Giustizia, la ferita aperta 

da La Repubblica del 20.10.98 

di FRANCO COPPOLA 
Non é stata una mossa felice quella di Mario Almerighi che, a meno di ventiquattr’ore dalla nomina unanime a presidente dell’Associazione nazionale magistrati, ha reso un enorme servigio a quanti stigmatizzano strumentalmente le interferenze, presunte o reali, dei magistrati, di alcuni 
magistrati, nella politica. La divisione dei poteri, predicata da sempre dalle toghe di ogni corrente, è andata a farsi benedire con un paio di frasette buttate lì in un’intervista al “Corriere della Sera” da cui hanno preso le distanze in primis proprio i magistrati. Il presidente dell’ Associazione vuole che il ministro della Giustizia del nuovo governo sia di suo gradimento, minacciando le dimissioni di tutto lo staff di magistrati che operano al ministero se venisse nominato guardasigilli un “infiltrato del Polo nel Ppi” (cioè Ortensio Zecchino): così sono state interpretate le parole di Almerighi, peraltro smentite, e le dimissioni, praticamente imposte dalla giunta dell’Anm, non serviranno a sanare la grossa ferita che, mai rimarginata, ha riaperto il conflitto davvero insanabile tra politica e magistratura. E’ certo che, tra le toghe, rappresentano una nettissima minoranza, quelli che vedrebbero di buon occhio un Ortensio Zecchino assiso in via Arenula. Ma è giustificabile che a dirlo sia il presidente dell’Associazione magistrati, per di più a poche ore dalla 
nomina, in sostituzione di una Elena Paciotti che s’era imposta come un’abile mediatrice, una accorta tessitrice, una tenace diplomatica? L’ex presidente si distingueva perché capace di 
nascondere il classico pugno di ferro nel guanto di velluto, allo scopo di impedire che tante nefandezze venissero compiute ai danni dei cittadini, prima ancora che dei magistrati, in nome di un malinteso garantismo, il “garantismo debole”, come giorni fa Giancarlo Caselli ha definito quello di quanti ritengono che tutte le condanne sono ingiuste e tutte le assoluzioni giuste. 

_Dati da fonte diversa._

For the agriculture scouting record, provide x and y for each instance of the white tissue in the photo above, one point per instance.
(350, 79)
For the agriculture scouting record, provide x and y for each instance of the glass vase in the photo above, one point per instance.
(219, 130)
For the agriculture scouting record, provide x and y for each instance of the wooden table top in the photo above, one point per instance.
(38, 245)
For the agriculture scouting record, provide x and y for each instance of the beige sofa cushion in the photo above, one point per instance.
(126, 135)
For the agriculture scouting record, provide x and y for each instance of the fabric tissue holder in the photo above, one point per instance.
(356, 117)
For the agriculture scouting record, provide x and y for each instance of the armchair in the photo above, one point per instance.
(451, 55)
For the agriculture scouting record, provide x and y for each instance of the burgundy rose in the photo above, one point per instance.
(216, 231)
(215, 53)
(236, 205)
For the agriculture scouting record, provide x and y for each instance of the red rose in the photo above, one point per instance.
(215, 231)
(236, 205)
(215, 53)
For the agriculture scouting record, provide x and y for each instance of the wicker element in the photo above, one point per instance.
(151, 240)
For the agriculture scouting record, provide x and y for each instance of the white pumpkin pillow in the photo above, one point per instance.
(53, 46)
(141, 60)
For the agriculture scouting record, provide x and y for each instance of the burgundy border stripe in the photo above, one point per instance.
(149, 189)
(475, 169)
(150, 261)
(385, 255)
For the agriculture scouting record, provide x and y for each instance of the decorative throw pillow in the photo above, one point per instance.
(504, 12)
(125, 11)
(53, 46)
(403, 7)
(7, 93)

E dire che la nomima di Almerighi era stata salutata come una scelta fatta nel segno della continuità. Un magistrato aveva parlato di “unità, non unanimismo”, per sottolineare come negli ultimi tempi le varie correnti della magistratura avessero finalmente trovato una sorta di comune sentire. La stessa Paciotti aveva sottolineato come il cambio della guardia era la dimostrazione che, se si vuole, un “governo” si fa in poche ore. Poi, ieri mattina, la pubblicazione dell’intervista, il vespaio di critiche, le dimissioni, apprezzate soprattutto dai magistrati stessi. 
Elena Paciotti aveva gestito i due anni sinora più difficili della magistratura italiana, la stagione degli attacchi indiscriminati alle toghe, in primis a quelle di Milano e Palermo, accusate dai Berlusconi, dai Previti, dai Ferrara, dai Pera, di un presunto giustizialismo, da sempre in realtà patrimonio delle destre; e soprattutto la stagione infausta - ma felicemente risolta - della Bicamerale, in cui gli attentati all’indipendenza e all’autonomia della magistratura trasparivano da ogni riga delle sciagurate bozze Boato. Il bello è che, negli anni ‘91-‘92, era ritenuta una barricadera: esponente di punta di ‘Magistratura democratica’, si dimise - solo lei ebbe il coraggio di farlo - dal Csm, quando Cossiga minacciò di fare arrestare tutti i componenti dell’organo di autogoverno se avessero ancora rifiutato il bavaglio che intendeva imporre loro. 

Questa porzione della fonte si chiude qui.